The Abbreviated Injury Scale (AIS©) incorporates current medical terminology providing an internationally accepted tool for ranking injury severity. AIS is an anatomically based, consensus derived, global severity scoring system that classifies an individual injury by body region according to its relative severity on a 6 point scale (1=minor and 6=maximal). AIS is the basis for the Injury Severity Score (ISS) calculation of the multiply injured patient. The AIS© 2005 Update 2008 and AIS© 2015 is protected by copyright, and both individual use and site licenses can be purchased.
The AIS provides standardized terminology to describe injuries and ranks injuries by severity. Current AIS users include, health organizations for clinical trauma management, outcome evaluation and for case mix adjustment purposes; motor vehicle crash investigators to identify mechanism of injury and improve vehicle design; and researchers for epidemiological studies and systems development, all of which may influence public policy (laws and regulations).

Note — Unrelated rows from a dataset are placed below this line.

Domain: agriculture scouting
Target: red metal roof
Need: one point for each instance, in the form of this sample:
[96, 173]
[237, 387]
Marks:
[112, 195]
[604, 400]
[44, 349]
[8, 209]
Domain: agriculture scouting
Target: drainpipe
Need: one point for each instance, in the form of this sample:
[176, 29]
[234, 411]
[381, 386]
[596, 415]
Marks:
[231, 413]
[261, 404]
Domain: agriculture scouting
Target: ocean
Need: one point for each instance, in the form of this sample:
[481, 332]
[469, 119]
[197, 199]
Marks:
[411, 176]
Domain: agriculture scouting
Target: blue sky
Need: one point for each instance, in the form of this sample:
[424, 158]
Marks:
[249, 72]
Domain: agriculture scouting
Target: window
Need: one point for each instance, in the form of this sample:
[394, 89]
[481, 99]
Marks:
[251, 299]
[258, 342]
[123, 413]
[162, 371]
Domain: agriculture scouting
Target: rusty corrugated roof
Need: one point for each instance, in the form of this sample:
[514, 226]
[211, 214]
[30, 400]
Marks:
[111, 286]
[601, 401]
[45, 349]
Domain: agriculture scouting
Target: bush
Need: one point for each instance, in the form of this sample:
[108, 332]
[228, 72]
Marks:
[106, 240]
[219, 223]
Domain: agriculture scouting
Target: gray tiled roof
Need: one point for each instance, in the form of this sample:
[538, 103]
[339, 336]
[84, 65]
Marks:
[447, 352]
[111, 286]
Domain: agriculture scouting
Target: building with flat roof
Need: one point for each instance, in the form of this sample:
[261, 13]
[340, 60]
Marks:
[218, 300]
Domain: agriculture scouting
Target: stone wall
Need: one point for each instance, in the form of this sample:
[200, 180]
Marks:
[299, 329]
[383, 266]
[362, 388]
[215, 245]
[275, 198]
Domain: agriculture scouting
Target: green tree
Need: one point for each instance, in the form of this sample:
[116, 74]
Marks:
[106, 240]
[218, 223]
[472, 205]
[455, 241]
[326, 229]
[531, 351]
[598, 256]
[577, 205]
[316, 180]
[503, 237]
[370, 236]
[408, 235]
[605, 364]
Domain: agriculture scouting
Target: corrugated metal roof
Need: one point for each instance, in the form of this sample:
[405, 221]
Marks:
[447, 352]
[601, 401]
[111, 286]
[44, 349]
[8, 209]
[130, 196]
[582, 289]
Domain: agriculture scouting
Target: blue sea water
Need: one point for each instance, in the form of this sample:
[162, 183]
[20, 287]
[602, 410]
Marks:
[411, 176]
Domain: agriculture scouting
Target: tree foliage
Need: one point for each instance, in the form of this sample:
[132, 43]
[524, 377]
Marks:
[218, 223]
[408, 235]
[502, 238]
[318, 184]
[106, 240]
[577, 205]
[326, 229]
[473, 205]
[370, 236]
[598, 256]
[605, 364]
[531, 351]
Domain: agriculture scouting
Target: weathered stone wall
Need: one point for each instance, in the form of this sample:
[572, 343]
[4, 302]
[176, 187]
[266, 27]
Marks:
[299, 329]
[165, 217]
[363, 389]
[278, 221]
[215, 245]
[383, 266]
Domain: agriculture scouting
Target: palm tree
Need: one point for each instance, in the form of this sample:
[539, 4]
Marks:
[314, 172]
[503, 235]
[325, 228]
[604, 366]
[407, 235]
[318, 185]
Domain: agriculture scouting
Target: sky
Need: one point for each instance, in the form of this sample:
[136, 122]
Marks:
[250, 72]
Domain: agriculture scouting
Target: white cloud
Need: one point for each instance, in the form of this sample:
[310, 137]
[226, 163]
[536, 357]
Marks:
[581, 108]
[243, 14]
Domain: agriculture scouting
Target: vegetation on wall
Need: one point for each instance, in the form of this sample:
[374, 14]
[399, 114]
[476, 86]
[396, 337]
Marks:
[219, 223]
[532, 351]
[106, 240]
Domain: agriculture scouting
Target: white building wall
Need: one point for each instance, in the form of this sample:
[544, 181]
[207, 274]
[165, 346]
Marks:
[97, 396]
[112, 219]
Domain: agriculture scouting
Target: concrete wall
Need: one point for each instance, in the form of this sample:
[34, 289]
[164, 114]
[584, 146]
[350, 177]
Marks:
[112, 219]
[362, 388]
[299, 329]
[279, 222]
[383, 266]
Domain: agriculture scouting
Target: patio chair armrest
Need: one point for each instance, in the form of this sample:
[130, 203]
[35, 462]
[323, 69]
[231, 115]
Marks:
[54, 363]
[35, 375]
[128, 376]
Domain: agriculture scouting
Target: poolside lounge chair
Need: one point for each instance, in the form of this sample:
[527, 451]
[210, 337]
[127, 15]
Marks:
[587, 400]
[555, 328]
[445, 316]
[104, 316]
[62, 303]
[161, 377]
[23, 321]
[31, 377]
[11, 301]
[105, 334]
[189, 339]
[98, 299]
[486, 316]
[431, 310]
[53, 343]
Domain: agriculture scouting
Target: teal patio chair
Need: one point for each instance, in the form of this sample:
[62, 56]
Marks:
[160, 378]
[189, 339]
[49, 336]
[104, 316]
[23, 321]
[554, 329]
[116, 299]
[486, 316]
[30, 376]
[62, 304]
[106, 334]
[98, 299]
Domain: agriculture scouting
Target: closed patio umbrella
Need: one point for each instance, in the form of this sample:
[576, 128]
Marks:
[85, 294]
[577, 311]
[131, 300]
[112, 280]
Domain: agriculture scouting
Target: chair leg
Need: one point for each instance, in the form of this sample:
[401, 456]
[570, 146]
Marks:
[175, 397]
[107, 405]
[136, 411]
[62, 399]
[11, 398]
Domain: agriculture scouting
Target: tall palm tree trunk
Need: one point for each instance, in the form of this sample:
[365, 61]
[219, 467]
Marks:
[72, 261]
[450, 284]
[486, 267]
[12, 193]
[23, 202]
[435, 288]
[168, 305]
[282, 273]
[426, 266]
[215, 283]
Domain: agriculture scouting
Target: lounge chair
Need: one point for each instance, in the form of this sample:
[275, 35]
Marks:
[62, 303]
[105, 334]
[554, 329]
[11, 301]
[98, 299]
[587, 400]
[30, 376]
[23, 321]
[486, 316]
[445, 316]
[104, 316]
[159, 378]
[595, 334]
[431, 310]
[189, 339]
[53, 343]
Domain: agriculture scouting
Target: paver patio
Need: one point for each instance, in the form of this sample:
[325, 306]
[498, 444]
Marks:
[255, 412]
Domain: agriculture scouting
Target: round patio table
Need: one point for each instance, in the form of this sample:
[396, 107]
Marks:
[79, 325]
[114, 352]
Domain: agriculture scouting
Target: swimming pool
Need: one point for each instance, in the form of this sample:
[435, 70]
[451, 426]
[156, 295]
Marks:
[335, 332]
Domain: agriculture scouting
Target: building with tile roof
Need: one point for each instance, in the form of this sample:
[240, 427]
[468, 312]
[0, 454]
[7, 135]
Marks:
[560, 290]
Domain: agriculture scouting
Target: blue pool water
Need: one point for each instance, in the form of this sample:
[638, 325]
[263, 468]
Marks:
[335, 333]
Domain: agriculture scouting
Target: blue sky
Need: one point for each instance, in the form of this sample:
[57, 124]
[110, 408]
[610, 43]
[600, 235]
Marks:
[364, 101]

Some users are interested in its standardized injury descriptor capabilities; some are interested only in its injury severity assessment; and some in both. The AIS Uses and Techniques course allows people to learn how to correctly code injuries according to established rules and guidelines, which increases interrater reliability worldwide.
Health and research records of all types may be coded in a prospective manner. AIS codes may be assigned using algorithms that map other commonly used disease and injury codes — such as the WHO-originated International Classification of Diseases. Some of these maps have been programmed into trauma registry and medical record software, and may be proprietary tools. Some others have been made available by the original developers.
The AIS has been continuously improved since its inception. The AIS© 2005 Update 2008, represents a five-year revision process involving hundreds of contributors in the USA, Canada, Australia, New Zealand and numerous European countries. The AIS 2005 Update 2008 is significant in its total restructuring of injury classifications for both upper and lower extremities, and the pelvis, body regions that are significant in nonfatal long-term impairment and disability. Click here for additional guidelines for correct coding using AIS 2005 Update 2008.
AIS 2015, is now available and incorporates the needs of its users and the current status of traumatic injury diagnosis and documentation. AIS 2015 is the next step in the continual evolution of traumatic injury classification and scaling. This newest revision improves brain injury coding, spinal cord impairment coding and enhances many code definitions by incorporating current and appropriate medical terminology.